Temperatures: This should work, but

I am troubleshooting the following code for the Puzzle “Temperatures” related to finding temperatures closest to zero. Programming in C, I have tested it dozens of times on three different IDEs (Code::Blocks, Dev-C++, and CLion), all of which work perfectly. However, when I run in the CodinGame IDE, it produces an error. Specifically, it sends the value 1 to stdout instead of the expected correct value closest to zero.
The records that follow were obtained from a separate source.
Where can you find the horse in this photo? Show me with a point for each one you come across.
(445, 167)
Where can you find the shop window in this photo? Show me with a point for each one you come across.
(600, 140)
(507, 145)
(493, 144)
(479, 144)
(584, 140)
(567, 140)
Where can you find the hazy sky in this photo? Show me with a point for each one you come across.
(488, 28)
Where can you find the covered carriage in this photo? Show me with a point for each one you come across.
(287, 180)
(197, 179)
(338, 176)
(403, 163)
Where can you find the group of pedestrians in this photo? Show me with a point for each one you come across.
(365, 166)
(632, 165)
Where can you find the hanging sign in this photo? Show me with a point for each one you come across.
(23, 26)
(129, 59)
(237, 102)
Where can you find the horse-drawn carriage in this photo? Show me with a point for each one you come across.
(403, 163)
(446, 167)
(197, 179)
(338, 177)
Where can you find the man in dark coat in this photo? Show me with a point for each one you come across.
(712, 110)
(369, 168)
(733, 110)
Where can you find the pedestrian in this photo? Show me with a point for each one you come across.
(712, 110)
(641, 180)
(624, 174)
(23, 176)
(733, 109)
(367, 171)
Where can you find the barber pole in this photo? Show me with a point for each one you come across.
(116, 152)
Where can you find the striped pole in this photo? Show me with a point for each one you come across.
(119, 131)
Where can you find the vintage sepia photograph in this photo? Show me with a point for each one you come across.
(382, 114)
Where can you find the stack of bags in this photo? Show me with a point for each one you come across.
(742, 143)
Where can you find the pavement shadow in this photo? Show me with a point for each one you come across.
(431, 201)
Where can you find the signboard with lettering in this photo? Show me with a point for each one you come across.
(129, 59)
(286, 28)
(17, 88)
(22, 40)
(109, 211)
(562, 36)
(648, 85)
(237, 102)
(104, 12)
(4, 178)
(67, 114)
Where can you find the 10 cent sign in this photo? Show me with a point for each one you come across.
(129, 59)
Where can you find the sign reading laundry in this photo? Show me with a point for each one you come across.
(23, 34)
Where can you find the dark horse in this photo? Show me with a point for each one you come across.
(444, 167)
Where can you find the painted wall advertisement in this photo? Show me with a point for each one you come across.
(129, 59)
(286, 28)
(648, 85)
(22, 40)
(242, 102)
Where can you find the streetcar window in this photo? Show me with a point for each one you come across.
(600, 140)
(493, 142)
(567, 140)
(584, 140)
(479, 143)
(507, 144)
The strategy I used was to place the scanf() temperatures into an array of size n, order them by the absolute value (abs()) of the number, and printf() the value in the first index of the ordered array. Some simple program control at the end deals with the case of selecting positive over negative values when their absolute values are equal (e.g., if selecting between -5 and 5, choose 5). Does CodinGame not accept arrays or pointers?

#include <stdlib.h>
#include <stdio.h>
#include <string.h>
#include <math.h>
// User defined function prototype
void swap(int *xp, int *yp);

int main()
{
    int n; // the number of temperatures to analyse
    int temp[n]; // Declare an array of size n
    scanf("%d", &n); // System reads size
    for (int i = 0; i < n; i++) 
    {
        int t;
        temp[i] = scanf("%d", &t); //<-- inputs scanf() into an array
    }

    int j, i, min_idx;

    for ( i = 0; i < n-1; i++ )
    {
        min_idx = i;
        for ( j = i+1; j < n; j++ )
        {
            if ( abs(temp[j]) < abs(temp[min_idx]) )
            {
                min_idx = j;
            }
        }
        // User defined function to swap array elements
        swap(&temp[min_idx], &temp[i]); 
    }
    // Program control to deal with 5 or -5
    if ( abs(temp[0]) == abs(temp[1]) && temp[1] > temp[0] )
    {
        printf("%d\n", temp[1]);
    }
    else
        printf("%d\n", temp[0]);
    
    return 0;
}

/*swap() -- user defined function that swaps values from an array. */
void swap(int *xp, int *yp)
{
    int temp = *xp;
    *xp = *yp;
    *yp = temp;
}
temp[i] = scanf("%d", &t); 

scanf returns the number of items scanned, so you just fill your array with 1’s.

2 Likes

@RoboStac, thanks for your reply! So how does the coder access the values? The way the comments were written in the CodinGame, it reads as if n is the number of items scanned, and t are supposed to be the values returned.

scanf("%d", &temp[i]);
2 Likes

@Niako, thank you very much! That was the solved issue. 100% passed all the tests.